Porte parole de l’IWGB
Après deux jours d’audiences, le juge Frances Eccles en charge de l’affaire a rendu son verdict. Cette première manche du procès est donc à l’avantage de Rockstar Games. En effet, le juge n’a pas accepté la requête de l’IWGB, puisque, selon ce dernier et le tribunal, les faits rapportés par le syndicats ne permettent pas de démontrer que les licenciements étaient liés à une appartenance à un syndicat ou à une activité syndicale. Le juge a ainsi déclaré :
« Compte tenu de toutes les circonstances, le tribunal n’a pas été en mesure de conclure qu’il est probable que la principale raison du licenciement des requérants était leur appartenance à l’IWGB ».
Compte rendu du juge Frances Eccles
Dans le rapport de cette première audience préliminaire, nous apprenons que le serveur discord, dans lequel des échanges ont eu lieu, totalisait plus de 350 membres. Parmi les membres, il y avait plusieurs anciens employés de Rockstar Games qui ne travaillent plus dans l’entreprise depuis plusieurs années, dont un membre qui est désormais journaliste dans l’industrie du jeu vidéo et qui écrit pour un média. Il a été noté que les trois employés licenciés au Canada, dans les bureaux de Rockstar Toronto, ne faisaient pas partie du syndicat.
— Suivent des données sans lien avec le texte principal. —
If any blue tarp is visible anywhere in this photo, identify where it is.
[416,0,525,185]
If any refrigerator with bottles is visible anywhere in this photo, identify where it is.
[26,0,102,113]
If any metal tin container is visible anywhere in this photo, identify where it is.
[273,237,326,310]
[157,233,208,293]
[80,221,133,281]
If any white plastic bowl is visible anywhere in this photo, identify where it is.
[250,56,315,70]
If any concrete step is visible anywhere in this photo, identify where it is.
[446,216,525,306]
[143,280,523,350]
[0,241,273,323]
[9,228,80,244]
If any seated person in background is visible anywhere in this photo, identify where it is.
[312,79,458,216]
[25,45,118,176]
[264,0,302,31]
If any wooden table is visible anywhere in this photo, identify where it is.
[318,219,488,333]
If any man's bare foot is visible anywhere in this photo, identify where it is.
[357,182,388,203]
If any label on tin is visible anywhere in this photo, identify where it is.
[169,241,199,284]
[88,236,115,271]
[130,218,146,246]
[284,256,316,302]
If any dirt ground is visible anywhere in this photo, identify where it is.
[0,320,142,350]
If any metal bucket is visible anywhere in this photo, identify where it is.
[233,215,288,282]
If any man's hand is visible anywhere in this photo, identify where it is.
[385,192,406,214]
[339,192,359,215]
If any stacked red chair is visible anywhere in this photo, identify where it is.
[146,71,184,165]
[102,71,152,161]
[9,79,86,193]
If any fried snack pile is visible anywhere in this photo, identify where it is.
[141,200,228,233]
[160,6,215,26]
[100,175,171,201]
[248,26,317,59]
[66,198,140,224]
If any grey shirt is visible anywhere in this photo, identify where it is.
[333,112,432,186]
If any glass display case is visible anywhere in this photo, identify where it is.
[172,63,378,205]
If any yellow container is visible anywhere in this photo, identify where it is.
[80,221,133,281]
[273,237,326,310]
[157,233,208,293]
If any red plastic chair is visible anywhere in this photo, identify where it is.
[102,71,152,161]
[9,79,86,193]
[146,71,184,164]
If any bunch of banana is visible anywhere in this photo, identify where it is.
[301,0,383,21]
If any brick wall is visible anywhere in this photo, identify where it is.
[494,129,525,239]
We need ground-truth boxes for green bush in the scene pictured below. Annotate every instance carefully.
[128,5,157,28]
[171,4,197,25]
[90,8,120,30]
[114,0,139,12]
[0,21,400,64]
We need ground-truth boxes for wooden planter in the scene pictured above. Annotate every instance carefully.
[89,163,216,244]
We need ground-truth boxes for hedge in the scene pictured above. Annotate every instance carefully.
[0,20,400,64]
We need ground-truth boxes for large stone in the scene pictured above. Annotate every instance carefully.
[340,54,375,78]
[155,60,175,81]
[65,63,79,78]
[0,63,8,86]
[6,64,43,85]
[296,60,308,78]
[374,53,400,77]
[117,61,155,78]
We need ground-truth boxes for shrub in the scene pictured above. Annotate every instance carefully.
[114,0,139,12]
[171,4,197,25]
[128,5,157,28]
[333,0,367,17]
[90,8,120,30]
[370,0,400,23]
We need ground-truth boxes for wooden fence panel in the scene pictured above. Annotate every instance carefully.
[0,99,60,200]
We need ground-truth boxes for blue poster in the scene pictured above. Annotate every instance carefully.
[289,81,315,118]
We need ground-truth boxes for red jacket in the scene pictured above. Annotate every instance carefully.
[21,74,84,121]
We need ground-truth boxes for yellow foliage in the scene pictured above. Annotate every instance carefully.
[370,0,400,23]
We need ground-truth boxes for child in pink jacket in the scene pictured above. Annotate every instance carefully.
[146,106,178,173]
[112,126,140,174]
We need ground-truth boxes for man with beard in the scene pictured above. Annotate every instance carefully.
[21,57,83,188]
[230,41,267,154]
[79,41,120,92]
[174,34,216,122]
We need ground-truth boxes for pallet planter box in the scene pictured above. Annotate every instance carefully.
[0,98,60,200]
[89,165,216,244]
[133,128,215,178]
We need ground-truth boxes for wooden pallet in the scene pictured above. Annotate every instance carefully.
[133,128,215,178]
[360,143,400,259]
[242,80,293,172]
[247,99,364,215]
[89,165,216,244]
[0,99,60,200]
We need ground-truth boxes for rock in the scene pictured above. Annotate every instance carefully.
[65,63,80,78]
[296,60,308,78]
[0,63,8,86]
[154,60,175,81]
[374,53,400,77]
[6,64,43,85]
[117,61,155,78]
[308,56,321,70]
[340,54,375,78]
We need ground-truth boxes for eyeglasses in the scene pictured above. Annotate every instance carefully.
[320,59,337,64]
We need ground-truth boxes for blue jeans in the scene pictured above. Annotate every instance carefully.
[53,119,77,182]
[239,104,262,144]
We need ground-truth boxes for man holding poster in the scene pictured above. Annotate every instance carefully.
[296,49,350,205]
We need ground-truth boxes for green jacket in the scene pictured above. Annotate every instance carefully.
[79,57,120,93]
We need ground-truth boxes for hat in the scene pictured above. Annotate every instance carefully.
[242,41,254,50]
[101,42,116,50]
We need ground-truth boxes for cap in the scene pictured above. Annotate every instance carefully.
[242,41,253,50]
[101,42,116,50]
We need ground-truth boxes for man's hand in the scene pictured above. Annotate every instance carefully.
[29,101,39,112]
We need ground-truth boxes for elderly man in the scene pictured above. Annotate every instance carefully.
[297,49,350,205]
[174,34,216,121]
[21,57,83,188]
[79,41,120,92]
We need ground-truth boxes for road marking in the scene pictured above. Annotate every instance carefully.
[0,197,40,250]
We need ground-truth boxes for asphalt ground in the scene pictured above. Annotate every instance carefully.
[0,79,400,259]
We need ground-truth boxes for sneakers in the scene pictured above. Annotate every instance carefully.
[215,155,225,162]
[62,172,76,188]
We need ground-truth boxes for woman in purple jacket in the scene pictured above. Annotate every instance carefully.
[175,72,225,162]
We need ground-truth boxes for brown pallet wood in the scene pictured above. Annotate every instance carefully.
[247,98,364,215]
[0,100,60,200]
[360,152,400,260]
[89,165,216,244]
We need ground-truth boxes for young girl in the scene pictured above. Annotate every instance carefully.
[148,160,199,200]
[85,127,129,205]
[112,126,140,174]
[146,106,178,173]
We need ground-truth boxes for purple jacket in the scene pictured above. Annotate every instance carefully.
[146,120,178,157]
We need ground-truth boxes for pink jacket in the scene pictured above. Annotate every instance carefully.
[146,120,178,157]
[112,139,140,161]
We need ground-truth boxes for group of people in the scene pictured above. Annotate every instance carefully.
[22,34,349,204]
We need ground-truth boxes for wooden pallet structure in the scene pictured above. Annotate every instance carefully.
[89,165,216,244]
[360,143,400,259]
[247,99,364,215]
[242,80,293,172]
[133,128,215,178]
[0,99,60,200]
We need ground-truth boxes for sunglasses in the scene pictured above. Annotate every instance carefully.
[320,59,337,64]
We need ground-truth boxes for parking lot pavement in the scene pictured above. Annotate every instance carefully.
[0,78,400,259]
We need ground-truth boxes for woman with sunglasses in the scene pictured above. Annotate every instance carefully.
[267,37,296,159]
Enfin, il est précisé que certains membres du groupe syndical et de son comité d’organisation n’avaient pas été licenciés par Rockstar.
Dans une déclaration accordée à Bloomberg, un porte parole de Rockstar félicite la décision prise par le tribunal :
« Nous regrettons d’avoir été contraints de procéder à des rejets de plaintes, mais nous maintenons notre position, confortée par l’issue de cette audience ».
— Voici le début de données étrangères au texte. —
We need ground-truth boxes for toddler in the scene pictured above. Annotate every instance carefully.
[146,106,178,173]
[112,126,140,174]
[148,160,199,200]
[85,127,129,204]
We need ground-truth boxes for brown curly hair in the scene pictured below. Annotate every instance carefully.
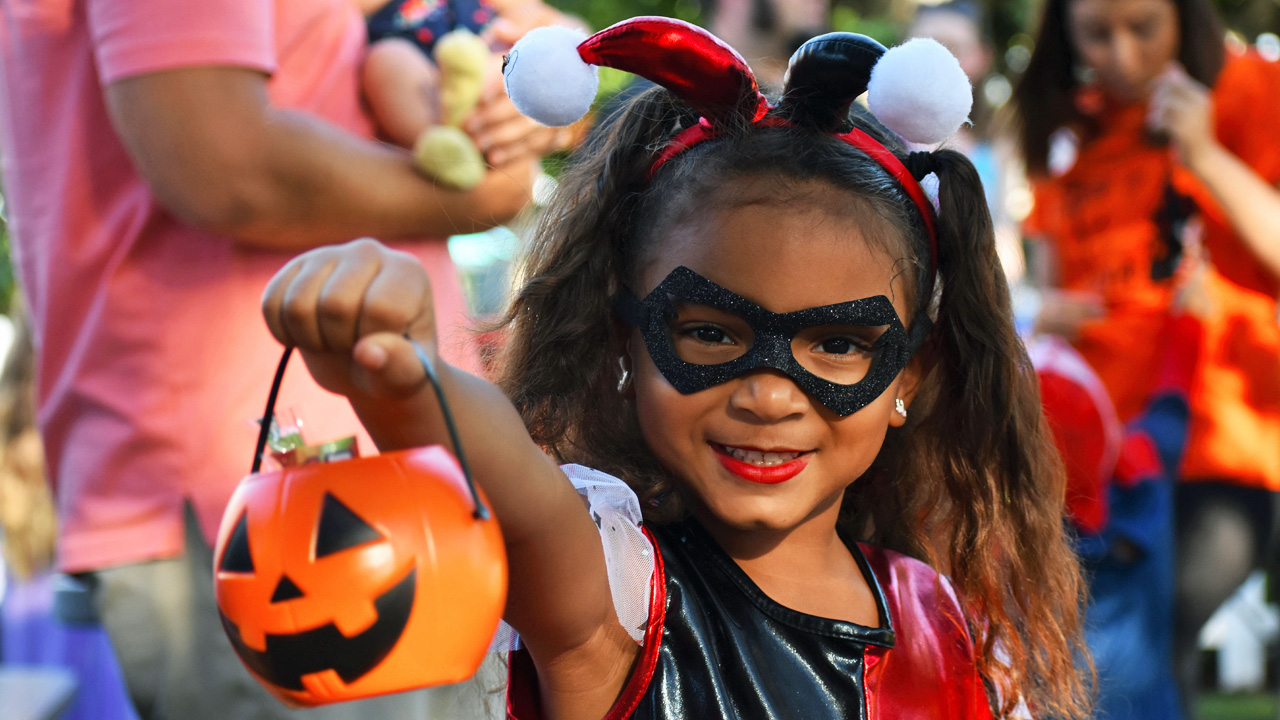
[497,88,1089,717]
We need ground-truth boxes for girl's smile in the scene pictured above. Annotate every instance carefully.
[708,442,812,486]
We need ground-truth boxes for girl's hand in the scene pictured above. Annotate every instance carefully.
[1033,290,1106,341]
[1147,63,1217,169]
[262,238,435,400]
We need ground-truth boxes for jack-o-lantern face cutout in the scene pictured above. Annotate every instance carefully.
[214,447,506,705]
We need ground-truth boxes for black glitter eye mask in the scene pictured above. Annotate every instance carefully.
[614,266,932,416]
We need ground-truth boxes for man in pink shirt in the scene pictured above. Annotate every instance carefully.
[0,0,549,707]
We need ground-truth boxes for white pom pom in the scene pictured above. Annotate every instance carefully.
[867,37,973,145]
[502,27,600,127]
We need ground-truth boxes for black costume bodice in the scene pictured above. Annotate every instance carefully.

Porte parole de Rockstar Games
Alex Marshall, président du groupe syndical britannique, a déclaré dans un communiqué :
« Nous sommes ressortis de l’audience de la semaine dernière plus confiants que jamais qu’un tribunal complet et substantiel jugera la tentative calculée de Rockstar d’écraser un syndicat non seulement injuste, mais aussi illégale ».
La suite du procès devrait se dérouler dans les prochaines semaines, pour faire le point et résoudre définitivement cette affaire.